Depending on the definition of elderly patients and after correction of confounding factors, chronological age itself has a limited effect on mortality (Boumendil et al. 2007). However, when elderly patients survive ICU, they remain at a high risk of death especially during the first months (Kaarlola et al. 2006).
Besides mortality, the two major determinants to predict long-term outcome for the elderly population are the condition of the patient at the completion of their ICU stay and their QOL. As for the mortality, the data are difficult to interpret and subject to a pessimistic or optimistic point of view (Hennessy et al. 2005). The functional status is obviously diminished after an ICU stay, whereas the self-reported QOL seems to be as good as similar-age general population (Ricou and Merlani 2008). Their recovery rate seems not longer than that of younger patients (Capuzzo et al. 2006).

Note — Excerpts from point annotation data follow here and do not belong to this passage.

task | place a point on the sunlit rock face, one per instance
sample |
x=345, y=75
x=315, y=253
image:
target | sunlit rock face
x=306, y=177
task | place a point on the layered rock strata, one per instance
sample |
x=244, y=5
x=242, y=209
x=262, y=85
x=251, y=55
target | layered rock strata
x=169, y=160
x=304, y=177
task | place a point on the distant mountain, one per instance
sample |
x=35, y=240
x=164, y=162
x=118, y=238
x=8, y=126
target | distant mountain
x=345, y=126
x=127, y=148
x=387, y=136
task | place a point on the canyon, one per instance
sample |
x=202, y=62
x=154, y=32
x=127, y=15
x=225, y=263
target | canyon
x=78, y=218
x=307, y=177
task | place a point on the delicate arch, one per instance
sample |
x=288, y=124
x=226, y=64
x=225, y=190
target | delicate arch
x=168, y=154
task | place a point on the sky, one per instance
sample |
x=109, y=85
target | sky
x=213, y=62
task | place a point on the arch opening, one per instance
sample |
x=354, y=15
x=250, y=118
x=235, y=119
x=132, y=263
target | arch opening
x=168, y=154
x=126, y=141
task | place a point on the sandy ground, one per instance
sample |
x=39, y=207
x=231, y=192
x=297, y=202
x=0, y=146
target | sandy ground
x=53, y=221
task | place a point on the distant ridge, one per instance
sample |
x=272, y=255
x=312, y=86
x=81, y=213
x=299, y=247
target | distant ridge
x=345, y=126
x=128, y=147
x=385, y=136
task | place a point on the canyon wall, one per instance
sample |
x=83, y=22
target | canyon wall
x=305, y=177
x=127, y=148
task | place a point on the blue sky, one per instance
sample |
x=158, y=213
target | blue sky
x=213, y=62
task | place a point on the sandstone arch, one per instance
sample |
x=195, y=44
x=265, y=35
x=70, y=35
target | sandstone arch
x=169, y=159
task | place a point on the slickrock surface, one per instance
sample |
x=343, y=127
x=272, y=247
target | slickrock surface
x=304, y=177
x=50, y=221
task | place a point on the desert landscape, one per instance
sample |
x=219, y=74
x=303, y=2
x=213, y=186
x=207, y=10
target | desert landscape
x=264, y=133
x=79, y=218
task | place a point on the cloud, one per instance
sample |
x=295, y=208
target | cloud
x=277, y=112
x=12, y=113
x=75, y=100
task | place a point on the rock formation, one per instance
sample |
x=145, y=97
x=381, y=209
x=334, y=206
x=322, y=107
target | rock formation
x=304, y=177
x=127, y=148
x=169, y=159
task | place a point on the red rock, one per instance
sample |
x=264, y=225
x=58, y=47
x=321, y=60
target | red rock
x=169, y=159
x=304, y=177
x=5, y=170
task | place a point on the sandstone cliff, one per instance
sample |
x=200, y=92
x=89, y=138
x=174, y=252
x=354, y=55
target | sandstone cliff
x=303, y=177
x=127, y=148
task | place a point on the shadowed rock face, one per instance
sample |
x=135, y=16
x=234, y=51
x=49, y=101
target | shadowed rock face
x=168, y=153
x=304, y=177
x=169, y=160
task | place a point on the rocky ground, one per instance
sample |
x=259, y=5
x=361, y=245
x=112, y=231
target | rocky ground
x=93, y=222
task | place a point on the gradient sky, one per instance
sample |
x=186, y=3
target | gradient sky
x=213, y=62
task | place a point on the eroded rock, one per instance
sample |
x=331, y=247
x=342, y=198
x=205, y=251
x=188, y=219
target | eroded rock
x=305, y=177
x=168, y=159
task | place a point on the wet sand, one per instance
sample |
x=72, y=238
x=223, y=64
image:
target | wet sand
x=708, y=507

Finally some studies about elderly patients’ preferences regarding their outcome after ICU seem to suggest that the most unsatisfying issue for them is a discharge to a nursing home. Most patients are "very unwilling" or "would rather die". Although many suffer of a decreased functional status, most of the elderly ICU survivors are able to go back to their
home and most, relatively rapidly after their hospital discharge (Conti et al. 2011).
What Can be Done in ICU to Improve Long-Term Outcomes After ICU?
Two main axes seem to offer possibilities of action to improve the QOL after ICU, namely: physical strength and neuropsychological recovery. Increased care for adequate nutrition decreases the length of mechanical ventilation and ICU stay and may shorten the recovery phase (Thibault and Pichard 2010). Longterm mortality and prolonged physical impairment are closely related to the ICU acquired paresis that may be prevented or treated earlier during the ICU stay by precocious mobilisation and careful nutrition (Merlani 2008). Neuropsychological outcomes such as post traumatic stress disorder impact heavily on patients’ QOL (Granja et al. 2005). Related associated factors such as prolonged sedation and physical restraints seem to offer some targets to improvement, as do the utilisation of intensive care diaries (Jones et al. 2010).
There are numerous unrecognised or underestimated problems after ICU regarding physical and psychological recovery, as well as family, social, employment and housing aspects. However, given the present state of knowledge, prevalence is given to focus on the two main axes for improving life after ICU: Attempting to increase physical strength and support neuropsychological recovery. Further studies are clearly needed to extend our knowledge about other aspects of patients’ long-term outcomes, so that strategies to affect and improve these issues can also be incorporated into future recovery plans.